Sorry for replying so late, but I was on vacation.
@maulwurf:
> can u tell me which bios u modified.
>
>i am searching for someone who is able to modify the firmware of the wirless card - in this case the intel >2200bg could the system be shown as original ibm wifi card?
>
>in 2nd case tell me how you modified the bios in any way plz.
I think there is a kind of misconception you have: The BIOS modification just lets the Thinkpad think it knows that specific kind of WLAN adapter. Every PCI card has so-called PCI IDs and the ones IBM sells are hard-coded into the BIOS. If a non-IBM card is detected, the BIOS stops with an error code. Modifying the BIOS is moot, since setting the magic CMOS bit with the no-1802 program disables the check anyway. The only difference between the two methods would be if you cleared the CMOS completely (e.g. if the CMOS battery fails), the computer would fail to work if you used the no-1802 method. Modifying the BIOS is a complicated and dangerous task and I will give no details.
Modifying the BIOS does not influcence the WLAN card whatsoever. There is no way (at least not documented) to "modify the firmware of the wireless card", most likely, it does not even have a firmware.
None of these methods does provide the display of the WLAN activity LED with non-IBM 2200 BG adaptors, since Intel delivers different types of hardware for different Centrino vendors. The differ in PCI IDs (causing the 1802 error in Thinkpads) and in WLAN activity activation (an optional feature of the Mini-PCI standard).
@Candid:
Maybe the section above does clarify what happens with regard to hardware and BIOS startup. After that, Windows starts up and the drivers take over. The LED problem seems to be unrelated to drivers. With different hardware (e.g. non-2200BG, such as Atheros a/b/g cards), even the LED might work.
What poses a little problem is that a) Windows b) Intel and c) IBM all provide drivers (plus utilities) for the same type of card and the different online update procedures (Windows Update, IBM Access, Internet download) can interfere. IBM for example provides the Intel drivers but uses an own utility for WLAN selection and parameter changes (IBM Access Connections). Thus, three types of utilities can interfere: IBM Access Connections, Window's own WLAN utilities (even more so with SP2) and Intel's utilities if you ever installed their 2200BG drivers. The IBM utility does check for the driver version numbers and refuses to work with versions it does not know (much like the BIOS). But: the IBM drivers do in fact work with a non-IBM 2200 BG card (since they are plain Intel drivers sans the Intel utility). Every software function works, including enabling and disabling WLAN.

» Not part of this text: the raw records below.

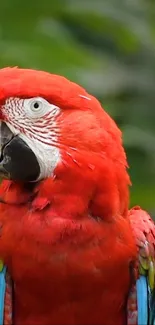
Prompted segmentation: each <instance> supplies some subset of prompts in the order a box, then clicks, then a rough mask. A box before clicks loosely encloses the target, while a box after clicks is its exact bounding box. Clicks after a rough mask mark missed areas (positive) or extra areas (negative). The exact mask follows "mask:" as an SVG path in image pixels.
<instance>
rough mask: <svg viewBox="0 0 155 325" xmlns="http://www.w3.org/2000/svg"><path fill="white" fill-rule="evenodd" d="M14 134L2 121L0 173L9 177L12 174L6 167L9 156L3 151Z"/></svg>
mask: <svg viewBox="0 0 155 325" xmlns="http://www.w3.org/2000/svg"><path fill="white" fill-rule="evenodd" d="M13 137H14V135H13V133H12V132H11V130H10V129H9V128H8V126H7V125H6V124H5V123H4V122H1V123H0V175H1V176H2V177H3V176H4V177H5V178H9V177H10V175H9V173H8V171H7V170H6V169H5V167H4V166H5V165H6V163H7V161H6V160H7V159H9V157H8V156H3V151H4V148H5V146H6V145H7V144H8V143H9V142H10V141H11V140H12V139H13Z"/></svg>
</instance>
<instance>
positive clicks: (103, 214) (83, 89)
mask: <svg viewBox="0 0 155 325" xmlns="http://www.w3.org/2000/svg"><path fill="white" fill-rule="evenodd" d="M0 121H1V132H0V138H1V161H0V174H1V175H3V177H4V178H5V180H4V181H3V182H2V184H1V186H0V202H1V203H0V257H1V259H2V261H3V262H4V265H6V267H7V271H6V267H3V266H2V267H1V273H0V302H1V305H0V306H1V309H0V317H1V324H2V323H3V322H4V324H12V322H13V324H15V325H32V324H33V325H114V324H117V325H125V324H128V325H129V324H130V325H131V324H135V325H137V324H138V325H141V324H144V325H146V324H151V325H152V324H153V322H154V307H155V306H154V302H155V299H154V287H155V285H154V253H155V227H154V223H153V221H152V220H151V218H150V217H149V215H148V214H147V213H146V212H145V211H143V210H141V209H140V208H139V207H135V208H133V209H132V210H128V203H129V190H128V189H129V185H130V179H129V176H128V173H127V161H126V155H125V152H124V149H123V146H122V138H121V132H120V130H119V129H118V127H117V126H116V124H115V122H114V121H113V120H112V119H111V118H110V117H109V115H108V114H107V113H106V112H105V111H104V110H103V109H102V107H101V105H100V103H99V102H98V101H97V99H95V98H94V97H93V96H91V95H90V94H88V93H87V92H86V90H84V89H83V88H82V87H80V86H79V85H77V84H75V83H73V82H71V81H69V80H67V79H65V78H64V77H61V76H57V75H52V74H49V73H47V72H43V71H34V70H26V69H18V68H5V69H1V70H0ZM6 272H7V273H6ZM9 274H10V276H11V279H12V280H13V284H11V282H10V278H9ZM11 290H12V292H11ZM11 299H12V301H11ZM11 308H13V313H12V311H11Z"/></svg>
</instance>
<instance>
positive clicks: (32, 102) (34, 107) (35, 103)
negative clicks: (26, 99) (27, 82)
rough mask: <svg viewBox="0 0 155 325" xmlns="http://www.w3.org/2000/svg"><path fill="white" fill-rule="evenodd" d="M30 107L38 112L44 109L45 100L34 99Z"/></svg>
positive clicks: (33, 109)
mask: <svg viewBox="0 0 155 325" xmlns="http://www.w3.org/2000/svg"><path fill="white" fill-rule="evenodd" d="M30 108H31V110H32V111H33V112H38V111H41V110H42V109H43V102H41V101H39V100H33V101H32V102H31V103H30Z"/></svg>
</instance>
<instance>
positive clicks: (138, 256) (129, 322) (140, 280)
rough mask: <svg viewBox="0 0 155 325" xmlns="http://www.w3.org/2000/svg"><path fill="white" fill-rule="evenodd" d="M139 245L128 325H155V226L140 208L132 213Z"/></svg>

As for modifying the BIOS: yes, the problems you describe are exactly the ones you can expect, since the format IBM uses for their images is compressed. And as I have written, the whole process is utterly useless, since setting the magic bit by no-1802.com is essentially equivalent. No other problems than disabling the 1802 error can be achieved by modifying the BIOS, sorry.
So, my point being is: Use the no-1802.com, it will fix all that is fixable. Use the IBM drivers and utilities (but be sure to download the newer versions). IBM's point of view is that they tell everyone on their website that only IBM hardware is supported, so "nothing is wrong" (TM).